They also have another, completely different strategy to ensure they aren’t fooled. There is a small team that deliberately injects false signals into the system. They only reveal themselves after the signal has been detected and verified by their internal processes.
It can be tempting for scientists to keep looking into the noise until they find a signal. You’ll always find something if you look hard enough into randomness, but that something is meaningless. But on the other hand, the signal here is buried in the noise and they’ll never find anything if they don’t use some means of filtering out the noise. This trick ensures that they look hard, but not too hard, and that their processes are capable of giving the expected result with a known input.

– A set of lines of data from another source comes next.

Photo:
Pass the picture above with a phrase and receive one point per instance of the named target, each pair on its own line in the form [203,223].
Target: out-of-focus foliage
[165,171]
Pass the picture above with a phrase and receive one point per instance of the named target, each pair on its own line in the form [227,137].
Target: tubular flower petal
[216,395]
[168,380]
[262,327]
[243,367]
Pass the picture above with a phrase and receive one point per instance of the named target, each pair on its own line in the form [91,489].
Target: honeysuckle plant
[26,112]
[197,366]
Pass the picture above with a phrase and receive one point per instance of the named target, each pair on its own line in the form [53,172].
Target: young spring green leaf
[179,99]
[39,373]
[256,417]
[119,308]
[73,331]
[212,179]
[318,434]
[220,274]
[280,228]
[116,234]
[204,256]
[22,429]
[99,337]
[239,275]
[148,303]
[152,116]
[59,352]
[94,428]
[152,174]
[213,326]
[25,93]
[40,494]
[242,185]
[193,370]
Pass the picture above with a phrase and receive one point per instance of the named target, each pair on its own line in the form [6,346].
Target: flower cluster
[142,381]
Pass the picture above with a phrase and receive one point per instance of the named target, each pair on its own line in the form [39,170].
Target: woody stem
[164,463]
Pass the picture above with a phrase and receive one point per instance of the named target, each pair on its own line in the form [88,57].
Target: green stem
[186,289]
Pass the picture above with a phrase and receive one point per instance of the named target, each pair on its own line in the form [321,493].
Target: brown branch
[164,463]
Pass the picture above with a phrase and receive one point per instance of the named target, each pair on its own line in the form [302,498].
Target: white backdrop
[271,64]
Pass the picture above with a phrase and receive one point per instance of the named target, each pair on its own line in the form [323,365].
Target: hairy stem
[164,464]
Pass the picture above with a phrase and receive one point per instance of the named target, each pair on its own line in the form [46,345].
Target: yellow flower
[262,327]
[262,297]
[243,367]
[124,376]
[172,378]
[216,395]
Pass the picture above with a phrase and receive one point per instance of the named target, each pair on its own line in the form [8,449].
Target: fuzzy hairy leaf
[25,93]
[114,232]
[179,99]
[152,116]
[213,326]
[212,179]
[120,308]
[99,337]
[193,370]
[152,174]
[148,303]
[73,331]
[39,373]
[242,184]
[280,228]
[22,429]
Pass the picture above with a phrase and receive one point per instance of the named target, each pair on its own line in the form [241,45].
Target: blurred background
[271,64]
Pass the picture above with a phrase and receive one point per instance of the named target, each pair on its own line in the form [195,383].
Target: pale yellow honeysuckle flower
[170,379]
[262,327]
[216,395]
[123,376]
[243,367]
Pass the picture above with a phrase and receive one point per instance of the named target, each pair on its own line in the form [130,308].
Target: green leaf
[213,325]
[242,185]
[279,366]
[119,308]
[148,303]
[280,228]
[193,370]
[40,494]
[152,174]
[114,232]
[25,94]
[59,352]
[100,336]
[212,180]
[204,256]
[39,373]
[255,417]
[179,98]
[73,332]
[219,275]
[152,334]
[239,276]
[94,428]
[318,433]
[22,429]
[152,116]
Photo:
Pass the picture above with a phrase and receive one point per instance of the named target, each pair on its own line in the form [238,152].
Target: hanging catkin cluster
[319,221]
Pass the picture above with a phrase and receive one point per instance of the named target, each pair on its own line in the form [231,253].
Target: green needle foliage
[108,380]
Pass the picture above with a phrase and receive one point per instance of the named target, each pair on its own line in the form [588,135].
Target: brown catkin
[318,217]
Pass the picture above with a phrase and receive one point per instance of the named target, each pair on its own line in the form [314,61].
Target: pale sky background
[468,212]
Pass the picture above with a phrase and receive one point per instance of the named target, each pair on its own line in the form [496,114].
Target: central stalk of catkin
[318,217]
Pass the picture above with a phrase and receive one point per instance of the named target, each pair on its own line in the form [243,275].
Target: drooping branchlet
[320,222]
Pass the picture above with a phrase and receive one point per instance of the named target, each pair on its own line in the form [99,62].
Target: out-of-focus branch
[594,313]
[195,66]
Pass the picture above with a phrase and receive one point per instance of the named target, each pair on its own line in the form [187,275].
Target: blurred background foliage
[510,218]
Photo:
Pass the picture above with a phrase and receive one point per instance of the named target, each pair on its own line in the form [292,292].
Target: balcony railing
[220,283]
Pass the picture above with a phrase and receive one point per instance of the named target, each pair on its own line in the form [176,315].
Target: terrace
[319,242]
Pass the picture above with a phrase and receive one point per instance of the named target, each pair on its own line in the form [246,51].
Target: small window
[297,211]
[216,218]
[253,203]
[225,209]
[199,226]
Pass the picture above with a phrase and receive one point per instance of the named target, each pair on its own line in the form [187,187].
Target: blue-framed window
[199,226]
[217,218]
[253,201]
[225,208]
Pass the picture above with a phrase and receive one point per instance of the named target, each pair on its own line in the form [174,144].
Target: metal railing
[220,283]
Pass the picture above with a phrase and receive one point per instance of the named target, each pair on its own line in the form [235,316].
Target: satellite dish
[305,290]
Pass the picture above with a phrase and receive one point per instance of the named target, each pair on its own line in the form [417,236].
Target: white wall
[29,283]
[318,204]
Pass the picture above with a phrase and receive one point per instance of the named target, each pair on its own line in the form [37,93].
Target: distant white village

BwanaBob, that is in fact one key, and probably the biggest single one. But there are so many potential noise sources for an instrument like this, that even if you see something at both sites at once, the most likely explanation is that they both just happened to have some random noise at the same time.
You could do multiple passes this way with even more instruments, except that there are currently only two LIGO sites. There are a few similar instruments in other countries, and they do look at the data from those, too, but none of them are as good as LIGO, so it doesn’t really help much. There have been proposals to build a third LIGO in some other country (most likely Australia), and that would probably be the best bang for the buck for improving the data (a third one wouldn’t cost nearly as much as the first two, because all of the R&D has already been done), but the international aspect makes it politically difficult: The NSF is reluctant to spend money outside of the US, and while the host country could also contribute some share, that then means that you’ve got two different governments you need to beg from.
Isn’t the upgraded VIRGO interferometer similar to the LIGO performance? It’s supposed to start operations later this year, last I heard. And the Japanese KAGRA interferometer should surpass it in a couple more years.